While face mask ventilation is commonly used in patients with respiratory insufficiency until the airway can be secured with an endotracheal tube, the technique occasionally cannot be performed adequately, said Jerrad Businger, DO, an assistant professor of anesthesiology and critical care at the University of Louisville, in Kentucky. This increases the likelihood of inadequate oxygenation and increased airway-related morbidity and mortality, said Dr. Businger, the lead author of the study.
“With that in mind, we wanted to investigate the utility of nasopharyngeal ventilation as an alternative to mask ventilation, specifically in patients who were difficult to mask,” Dr. Businger said.
The researchers enrolled 40 surgical patients into the trial, consisting of 20 individuals who required direct nasal intubation (cohort A) and 20 others who met “difficult to mask ventilate” criteria (cohort B). “That was based on the requirement of three or more of the eight variables that we know that suggest difficulty with face mask ventilation,” Dr. Businger noted.
Patients in each group were randomly assigned to receive face mask ventilation followed by nasopharyngeal ventilation, or the reverse order, after anesthesia induction. Both a standard endotracheal tube and a standard face mask were used for each ventilation. “The key to successful nasopharyngeal ventilation is occluding both the oral airway and the nares, to ensure a nice seal when utilizing this method,” Dr. Businger said.
The researchers confirmed ventilation by the presence of end-tidal carbon dioxide waveforms, chest rise and fall, expired tidal volume, and peripheral oxygen saturation. Tidal volume was recorded for each breath for 60 seconds of ventilation.
Another Tool for the Armamentarium
“We found that in both cohort A and cohort B, there was a significant difference in terms of tidal volumes that we were able to deliver with the nasopharyngeal airway, compared with normal face mask ventilation,” Dr. Businger reported during the 2018 annual meeting of the International Anesthesia Research Society (abstract AM69). Indeed, tidal volume was significantly increased using the nasopharyngeal airway in both cohort A (597±156 vs. 456±230 mL; P=0.016) and cohort B (510±161 vs. 244±188 mL; P<0.01). With this approach, all patients were intubated successfully, and the researchers did not encounter significant desaturation or nasal bleeding in either cohort.

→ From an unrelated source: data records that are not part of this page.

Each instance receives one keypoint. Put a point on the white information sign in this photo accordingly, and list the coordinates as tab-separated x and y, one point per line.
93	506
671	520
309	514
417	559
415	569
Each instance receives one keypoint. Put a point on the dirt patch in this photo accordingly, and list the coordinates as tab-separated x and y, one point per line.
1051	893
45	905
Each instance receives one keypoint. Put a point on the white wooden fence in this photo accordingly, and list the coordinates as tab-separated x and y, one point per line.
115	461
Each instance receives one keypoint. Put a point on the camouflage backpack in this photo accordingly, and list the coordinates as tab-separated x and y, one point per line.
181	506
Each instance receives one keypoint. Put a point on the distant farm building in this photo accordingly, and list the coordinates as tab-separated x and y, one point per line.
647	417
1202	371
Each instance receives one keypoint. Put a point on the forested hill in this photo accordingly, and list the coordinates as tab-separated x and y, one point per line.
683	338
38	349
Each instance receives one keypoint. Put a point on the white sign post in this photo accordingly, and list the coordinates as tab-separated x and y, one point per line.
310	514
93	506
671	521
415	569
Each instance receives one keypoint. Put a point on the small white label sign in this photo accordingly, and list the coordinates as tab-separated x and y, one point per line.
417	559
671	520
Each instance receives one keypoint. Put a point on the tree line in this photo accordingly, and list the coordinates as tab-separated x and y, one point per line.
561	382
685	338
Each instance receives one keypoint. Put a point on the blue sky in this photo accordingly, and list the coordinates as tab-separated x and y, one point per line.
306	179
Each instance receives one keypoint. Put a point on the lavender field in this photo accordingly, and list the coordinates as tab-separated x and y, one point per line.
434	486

“This study goes to show that this nasopharyngeal airway should be in our airway management armamentarium in the operating room, especially in situations where you have difficulty with face mask ventilation,” he concluded.
Despite these promising results, some of Dr. Businger’s audience members questioned the applicability of the technique in various situations. “If you’re working alone, how difficult is it to make sure the mouth and nose are occluded while still doing everything else we need to do?” asked one attendee.
“It may be a little uncomfortable at first, in terms of getting used to the position required to accomplish all the tasks,” Dr. Businger replied. “But once you do it once, it becomes very easily accessible with one person.
“The key is getting a nice seal of the mouth and the nares,” he continued. “I still utilize this in practice and I’ve done it in many situations, even rescue situations.”
“One of the things we’ve done in some of our children is to use a nasal CPAP [continuous positive airway pressure] mask so you don’t have to insert a nasopharyngeal tube,” said Kumar Belani, MD, a professor of anesthesiology at the University of Minnesota Masonic Children’s Hospital, in Minneapolis. “The nasal CPAP/BiPAP [bilevel positive airway pressure] mask has worked well, especially if you anticipate a difficult upper airway.”
“We believe you can use the nasopharyngeal airway very easily during emergencies,” said study senior investigator Rainer Lenhardt, MD, MBA, a professor of anesthesiology at the University of Louisville, where he is the vice chair of clinical affairs. “A high-flow nasal cannula and CPAP are great tools, but you don’t have them readily available. “
“We use them for the anticipated difficult airway,” Dr. Belani replied. “For the unanticipated difficult airway, well, you’ve got to do what you’ve got to do.”